The numerical values in Table 1 represent parts by weight other than the basis weight.

(1) Flame retardancy (material vertical combustion test): Each obtained synthetic leather was cut into a test piece having a width of 10 cm and a length of 30 cm. Each test piece was hung vertically from above, a flame of a burner was applied to the center of the lower end of the test piece for 60 seconds, and the flame was separated from the test piece by moving the burner. After the separation, the time during which the test piece continued to burn with flames (hereinafter referred to as “flame time”) and the length burned from the lower end (hereinafter referred to as “burning length”) were measured.
“○” when the flame time is 15 seconds or less and the combustion length is less than 15.2 cm (6 inches), “X” when the flame time exceeds 15 seconds or the combustion length is 15.2 cm (6 inches) or more It was.

  (2) Elongation balance: When the elongation measured according to JIS K6722 is in the range of 70 to 100% in the vertical direction and in the range of 70 to 130% in the horizontal direction, either “O” or vertical / horizontal The case where the elongation rate was out of the range in the direction of “の” was “Δ”, and the case where the elongation rate was out of the range in both the vertical and horizontal directions was “x”.

(3) Texture: “◯” for soft and supple and drapeable, “Δ” for slightly inferior softness, and “x” for paper-like texture.
(4) Sense of volume: “○” when there is a sense of volume (elasticity when held between the thumb and index finger and pressed from the skin layer side and the raw fabric side), and voluminous (when pinched between the thumb and index finger) Then, “△” indicates that there was no elasticity when pressed from the skin layer side and the raw cloth side.
(5) Surface smoothness: When measuring the above elongation balance, “○” indicates that the surface of the skin layer does not have any unevenness on the surface of the skin layer, and “S” indicates that the surface of the skin layer has surface unevenness. Δ.
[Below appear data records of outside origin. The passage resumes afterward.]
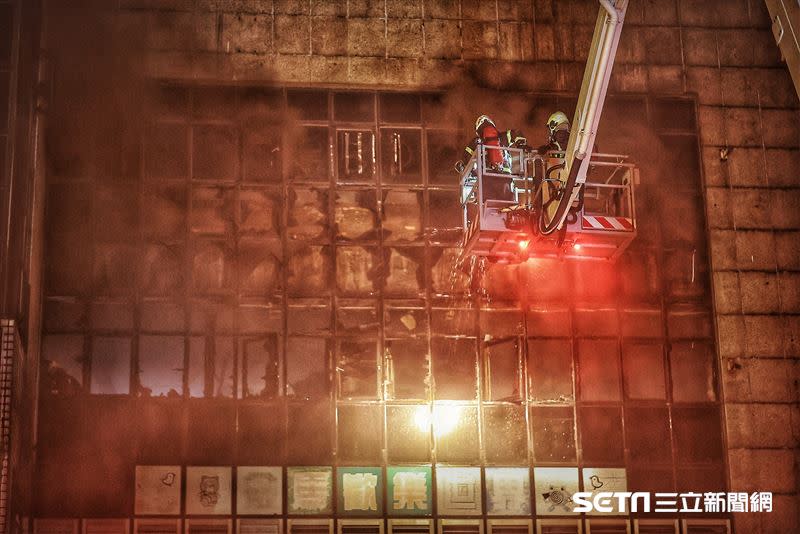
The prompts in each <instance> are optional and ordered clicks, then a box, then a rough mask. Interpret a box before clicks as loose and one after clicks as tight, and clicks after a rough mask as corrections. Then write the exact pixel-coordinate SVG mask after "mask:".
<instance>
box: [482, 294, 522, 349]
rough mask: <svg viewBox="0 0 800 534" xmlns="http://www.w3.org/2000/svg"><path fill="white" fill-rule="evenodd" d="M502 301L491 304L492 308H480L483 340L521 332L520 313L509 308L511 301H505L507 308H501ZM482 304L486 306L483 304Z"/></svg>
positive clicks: (521, 330)
mask: <svg viewBox="0 0 800 534" xmlns="http://www.w3.org/2000/svg"><path fill="white" fill-rule="evenodd" d="M502 305H503V303H497V304H492V306H496V307H493V308H487V307H483V308H481V310H480V329H481V336H482V337H483V339H484V340H485V341H488V340H490V339H494V338H499V337H512V336H518V335H521V334H522V333H523V324H522V314H521V313H520V311H519V310H517V309H514V308H511V306H513V304H512V303H505V306H509V308H506V309H504V308H502V307H501V306H502ZM484 306H486V305H485V304H484Z"/></svg>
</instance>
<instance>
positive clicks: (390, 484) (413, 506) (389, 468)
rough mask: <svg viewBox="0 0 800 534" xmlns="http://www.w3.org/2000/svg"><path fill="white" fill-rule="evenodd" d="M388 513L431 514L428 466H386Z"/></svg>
mask: <svg viewBox="0 0 800 534" xmlns="http://www.w3.org/2000/svg"><path fill="white" fill-rule="evenodd" d="M386 475H387V476H386V478H387V495H388V500H389V502H388V507H389V512H388V513H389V515H431V510H432V508H433V500H432V497H431V494H432V492H431V468H430V467H388V468H386Z"/></svg>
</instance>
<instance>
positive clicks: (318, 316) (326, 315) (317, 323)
mask: <svg viewBox="0 0 800 534" xmlns="http://www.w3.org/2000/svg"><path fill="white" fill-rule="evenodd" d="M288 313H289V318H288V324H287V330H288V333H289V334H307V335H319V334H326V333H330V332H331V307H330V304H329V303H328V301H327V300H318V299H314V300H312V299H304V300H290V301H289V307H288Z"/></svg>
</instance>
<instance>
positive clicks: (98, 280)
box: [93, 243, 136, 295]
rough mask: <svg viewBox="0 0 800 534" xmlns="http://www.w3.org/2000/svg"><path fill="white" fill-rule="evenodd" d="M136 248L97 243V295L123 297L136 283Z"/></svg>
mask: <svg viewBox="0 0 800 534" xmlns="http://www.w3.org/2000/svg"><path fill="white" fill-rule="evenodd" d="M135 265H136V247H135V246H134V245H129V244H126V243H97V244H95V249H94V270H93V278H94V280H93V287H94V292H95V294H96V295H121V294H126V293H128V292H130V291H131V290H132V289H133V287H134V283H135V277H136V270H135V268H133V267H132V266H135Z"/></svg>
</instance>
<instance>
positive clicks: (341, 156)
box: [336, 130, 375, 183]
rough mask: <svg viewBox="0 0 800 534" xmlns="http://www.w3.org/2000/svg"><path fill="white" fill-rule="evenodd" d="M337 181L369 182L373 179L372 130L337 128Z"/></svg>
mask: <svg viewBox="0 0 800 534" xmlns="http://www.w3.org/2000/svg"><path fill="white" fill-rule="evenodd" d="M336 143H337V147H338V154H339V156H338V170H339V172H338V175H337V176H338V178H337V180H338V181H339V183H371V182H373V181H374V180H375V132H373V131H372V130H339V131H337V132H336Z"/></svg>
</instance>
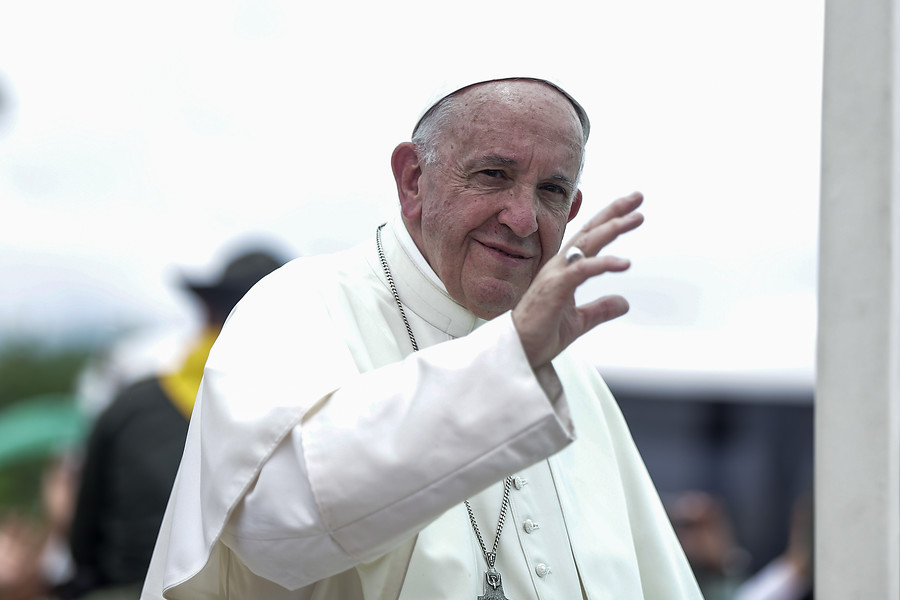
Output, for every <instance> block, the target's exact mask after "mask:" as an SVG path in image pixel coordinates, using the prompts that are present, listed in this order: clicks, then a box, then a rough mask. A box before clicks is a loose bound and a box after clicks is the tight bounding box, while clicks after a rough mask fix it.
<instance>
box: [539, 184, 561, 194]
mask: <svg viewBox="0 0 900 600" xmlns="http://www.w3.org/2000/svg"><path fill="white" fill-rule="evenodd" d="M544 190H546V191H548V192H550V193H551V194H562V195H563V196H565V195H566V190H565V189H563V188H562V187H561V186H558V185H554V184H548V185H545V186H544Z"/></svg>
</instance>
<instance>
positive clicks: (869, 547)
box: [816, 0, 900, 600]
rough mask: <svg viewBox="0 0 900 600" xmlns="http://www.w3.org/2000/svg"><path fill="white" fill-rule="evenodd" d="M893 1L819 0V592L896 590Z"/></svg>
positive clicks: (896, 580) (898, 446)
mask: <svg viewBox="0 0 900 600" xmlns="http://www.w3.org/2000/svg"><path fill="white" fill-rule="evenodd" d="M898 4H900V0H862V1H861V0H827V1H826V5H825V72H824V104H823V120H822V191H821V196H822V197H821V229H820V236H821V237H820V249H819V258H820V272H819V337H818V359H817V363H818V364H817V384H816V598H817V599H825V600H832V599H834V600H847V599H849V598H865V599H872V600H874V599H876V598H877V599H879V600H900V127H898V123H900V120H898V115H900V111H898V108H900V106H898V104H900V88H898V82H900V77H898V72H900V64H898V63H900V36H898V35H895V34H897V32H898V31H900V29H898V26H897V25H898V22H900V14H898V13H900V10H898Z"/></svg>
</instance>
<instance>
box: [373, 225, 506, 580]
mask: <svg viewBox="0 0 900 600" xmlns="http://www.w3.org/2000/svg"><path fill="white" fill-rule="evenodd" d="M385 225H387V223H382V224H381V225H379V226H378V229H377V230H376V231H375V242H376V244H377V245H378V258H379V259H380V260H381V268H382V269H383V270H384V276H385V277H386V278H387V280H388V286H390V288H391V294H393V296H394V302H396V303H397V308H399V309H400V316H401V317H403V324H404V325H406V333H407V334H408V335H409V341H410V343H411V344H412V346H413V351H414V352H418V350H419V345H418V344H417V343H416V337H415V336H414V335H413V333H412V327H410V326H409V321H408V320H407V318H406V311H404V310H403V304H402V303H401V302H400V294H398V293H397V286H396V285H394V278H393V277H392V276H391V269H390V267H388V264H387V257H386V256H385V255H384V247H383V246H382V244H381V230H382V229H383V228H384V226H385ZM511 480H512V478H511V477H507V478H506V479H504V480H503V501H502V502H501V503H500V518H499V519H498V520H497V533H495V534H494V545H493V547H492V548H491V551H490V552H488V551H487V546H485V545H484V538H482V537H481V530H480V529H478V523H476V522H475V513H474V512H473V511H472V505H471V504H469V501H468V500H466V512H468V513H469V521H471V523H472V529H474V530H475V536H476V537H477V538H478V543H479V544H481V552H482V553H483V554H484V560H485V562H487V565H488V568H489V569H493V568H494V562H495V561H496V560H497V548H498V547H499V546H500V533H502V532H503V523H504V521H506V510H507V508H508V507H509V486H510V482H511Z"/></svg>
  The synthetic leather of the present invention can be used, for example, for clothing, shoes, bags, furniture, curtains, rugs, automotive interior materials, aircraft interior materials (walls, ceilings, partitions, sheets), etc. It can be suitably used as an interior material for an aircraft that requires high performance.

Claims (3)

The skin layer made of polyurethane resin is laminated on the raw cloth,
Synthetic leather in which the raw fabric is characterized in that knitted with yarn spun staples consisting of meta-aramid fibers.     The synthetic leather according to claim 1, wherein the raw fabric is a knitted double-sided yarn of the spun yarn. Basis weight of the raw fabric, synthetic leather according to claim 1 or 2 characterized in that it is a 100 to 400 g / m ^2.